Trying to use arulesSequences
packages in R. Running into the problem I've seen a lot of people encounter but no good answers for: going from data-frame or matrix to transaction data type.
I've done this, as the documentation clearly states, for arules:
a_df3 <- data.frame(TID = c(1,1,2,2,2,3), item=c("a","b","a","b","c", "b"))
a_df3
trans4 <- as(split(a_df3[,"item"], a_df3[,"TID"]), "transactions")
Works okay. But if I try to do the same for a 3 column dataframe, everything goes haywire:
a_df4<-data.frame(SEQUENCEID=c("1","1","1","2","2","3","3"),
EVENTID=c("1","2","3","1","2","1","2"),
ITEM=c("a","b","a","c","a","a","b"))
a_df4
SEQUENCEID EVENTID ITEM
1 1 1 a
2 1 2 b
3 1 3 a
4 2 1 c
5 2 2 a
6 3 1 a
7 3 2 b
Yes, there are duplicates but this is exactly the point isn't it? (to find frequent sets of sequences).

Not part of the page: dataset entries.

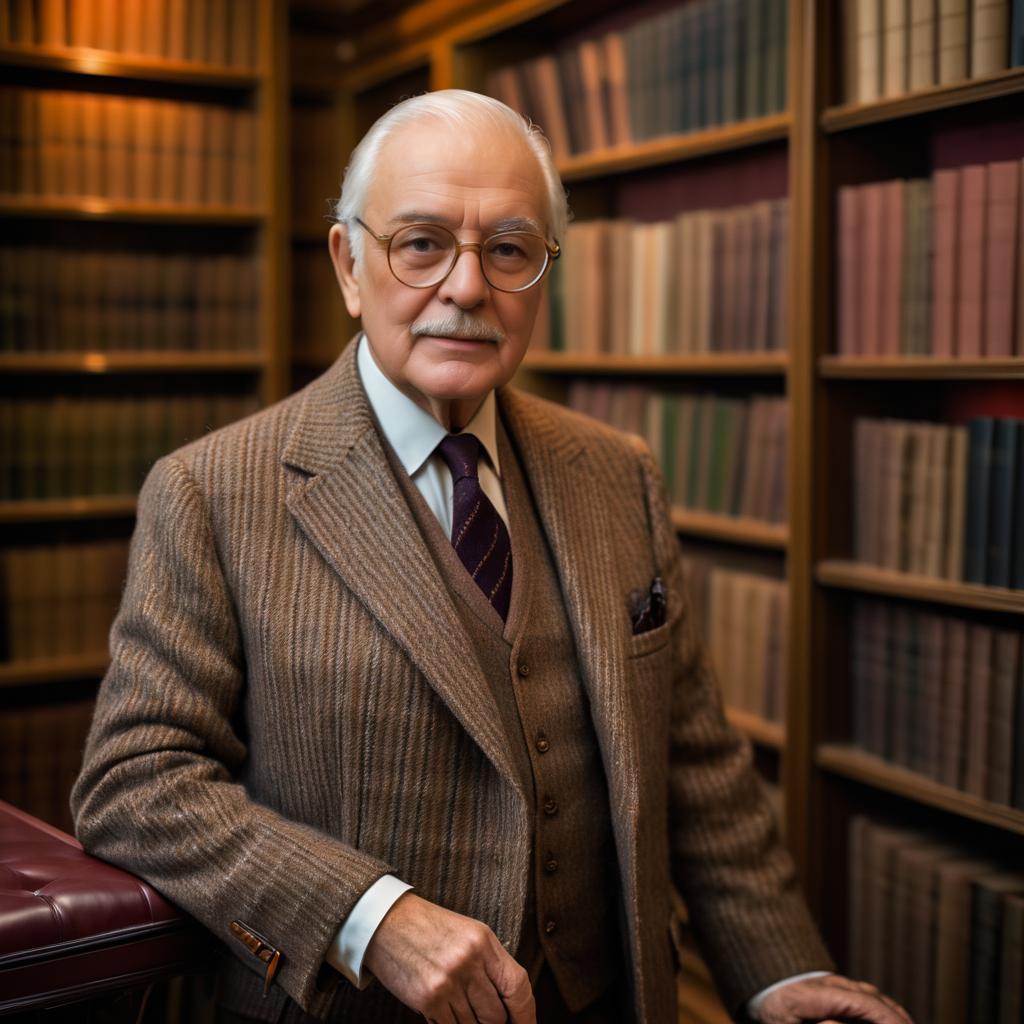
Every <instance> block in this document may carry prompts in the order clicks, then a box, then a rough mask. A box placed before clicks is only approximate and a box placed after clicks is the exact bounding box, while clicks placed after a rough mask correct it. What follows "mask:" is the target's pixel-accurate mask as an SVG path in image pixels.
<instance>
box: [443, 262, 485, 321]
mask: <svg viewBox="0 0 1024 1024" xmlns="http://www.w3.org/2000/svg"><path fill="white" fill-rule="evenodd" d="M488 291H489V286H488V285H487V282H486V279H485V278H484V276H483V268H482V267H481V266H480V251H479V249H477V248H476V247H474V248H472V249H463V251H462V252H461V253H459V256H458V258H457V259H456V261H455V266H454V267H452V271H451V273H449V275H447V276H446V278H445V279H444V280H443V281H442V282H441V283H440V286H439V287H438V290H437V297H438V298H439V299H442V300H444V301H449V302H454V303H455V304H456V305H457V306H459V307H460V308H462V309H473V308H475V307H476V306H478V305H480V303H481V302H483V301H484V300H485V299H486V297H487V292H488Z"/></svg>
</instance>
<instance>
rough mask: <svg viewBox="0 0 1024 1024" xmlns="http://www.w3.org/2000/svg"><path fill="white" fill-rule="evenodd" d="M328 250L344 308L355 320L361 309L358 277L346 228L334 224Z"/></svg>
mask: <svg viewBox="0 0 1024 1024" xmlns="http://www.w3.org/2000/svg"><path fill="white" fill-rule="evenodd" d="M328 248H329V249H330V250H331V262H332V263H333V264H334V272H335V276H336V278H337V279H338V285H339V287H340V288H341V295H342V298H343V299H344V300H345V308H346V309H347V310H348V313H349V315H350V316H351V317H352V318H353V319H357V318H358V316H359V314H360V312H361V309H362V306H361V304H360V302H359V276H358V271H357V270H356V267H355V261H354V260H353V259H352V254H351V252H350V251H349V248H348V227H347V226H346V225H345V224H334V225H333V226H332V227H331V231H330V233H329V234H328Z"/></svg>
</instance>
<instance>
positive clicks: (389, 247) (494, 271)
mask: <svg viewBox="0 0 1024 1024" xmlns="http://www.w3.org/2000/svg"><path fill="white" fill-rule="evenodd" d="M354 220H355V222H356V223H357V224H358V225H359V226H360V227H361V228H362V229H364V230H365V231H366V232H367V233H368V234H369V236H370V237H371V238H373V239H374V240H376V241H377V242H378V243H379V244H380V245H382V246H386V247H387V263H388V266H389V267H390V268H391V273H393V274H394V276H395V278H396V279H397V280H398V281H400V282H401V284H403V285H408V286H409V287H410V288H434V287H435V286H437V285H439V284H440V283H441V282H442V281H443V280H444V279H445V278H446V276H447V275H449V274H450V273H451V272H452V270H453V269H454V268H455V264H456V262H457V261H458V259H459V257H460V256H461V255H462V254H463V252H464V251H465V250H467V249H475V250H476V254H477V256H478V257H479V259H480V271H481V272H482V274H483V279H484V281H486V283H487V284H488V285H489V286H490V287H492V288H496V289H498V291H500V292H524V291H525V290H526V289H527V288H532V287H534V285H536V284H537V283H538V282H539V281H540V280H541V279H542V278H543V276H544V271H545V270H547V269H548V266H549V264H550V263H551V261H552V260H553V259H558V257H559V255H560V254H561V248H560V247H559V245H558V243H557V242H555V243H554V244H551V245H549V243H548V241H547V240H546V239H545V238H543V237H542V236H540V234H535V233H534V232H532V231H499V232H498V233H497V234H492V236H490V237H489V238H486V239H484V240H483V241H482V242H460V241H459V240H458V239H457V238H456V237H455V236H454V234H453V233H452V232H451V231H450V230H449V229H447V228H446V227H441V225H440V224H409V225H408V226H407V227H400V228H398V230H397V231H395V232H394V233H393V234H378V233H377V232H376V231H375V230H374V229H373V228H371V227H370V226H369V225H367V224H366V223H364V222H362V221H361V220H360V219H359V218H358V217H355V218H354Z"/></svg>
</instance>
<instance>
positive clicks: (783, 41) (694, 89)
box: [484, 0, 787, 160]
mask: <svg viewBox="0 0 1024 1024" xmlns="http://www.w3.org/2000/svg"><path fill="white" fill-rule="evenodd" d="M786 13H787V3H786V0H694V2H691V3H686V4H680V5H677V6H675V7H673V8H671V9H670V10H667V11H663V12H660V13H658V14H655V15H653V16H649V17H643V18H640V19H639V20H637V22H635V23H634V24H633V25H631V26H630V27H629V28H627V29H624V30H623V31H621V32H611V33H608V34H606V35H604V36H602V37H600V38H592V39H587V40H584V41H583V42H581V43H579V44H577V45H575V46H570V47H567V48H566V49H564V50H561V51H559V52H557V53H548V54H544V55H542V56H539V57H535V58H534V59H530V60H526V61H522V62H520V63H517V65H513V66H509V67H505V68H500V69H497V70H496V71H493V72H490V73H489V74H488V75H487V78H486V81H485V85H484V91H485V92H487V93H488V94H489V95H492V96H495V97H497V98H498V99H501V100H502V101H503V102H505V103H508V105H509V106H511V108H512V109H513V110H515V111H520V112H521V113H523V114H525V115H527V116H528V117H529V118H530V119H531V120H534V121H535V122H537V123H538V124H539V125H540V126H541V127H542V128H543V129H544V131H545V134H546V135H547V136H548V139H549V140H550V142H551V148H552V153H553V154H554V156H555V158H556V159H559V160H561V159H565V158H567V157H569V156H570V155H574V154H581V153H590V152H594V151H600V150H605V148H608V147H614V146H623V145H629V144H630V143H631V142H637V141H642V140H643V139H648V138H654V137H656V136H660V135H671V134H675V133H677V132H691V131H697V130H700V129H703V128H711V127H715V126H718V125H726V124H732V123H734V122H737V121H742V120H746V119H750V118H757V117H763V116H765V115H768V114H774V113H776V112H779V111H782V110H784V109H785V102H786V99H785V91H786V83H785V69H786V51H787V32H786Z"/></svg>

So, now I coerce like such:
seqt<-as(split(myseq[,"ITEM"],myseq[,"SEQUENCEID"],myseq[,"EVENTID"]),"transactions")
And I get:
Error in asMethod(object) :
can not coerce list with transactions with duplicated items
I've been all over the place trying to get thru this simple hurdle:
- Changing the order of splits
- Changing everything into factors
- Changing everything into matrix
- Feeding the data frame directly like such into the arules function
- Exporting into a .txt, importing as read.transactions
- Exporting into a .txt, importing as "basket"
- Trying "solutions": here, here, and here (read_baskets is a function?)
All errors are either the one described above or when I don't get any I get a transaction object with two columns, which OF COURSE cannot be read by arulesSequences
because it needs three columns: 1) SEQUENCE-ID, EVENT-ID, ITEMS.
I don't think my data base structure could be any clearer. The sequence is "costumer number", the event id would be the purchase number and the items, well, items.
Please any help appreciated including the structures "as()" wants to see so that it does the coercing correctly.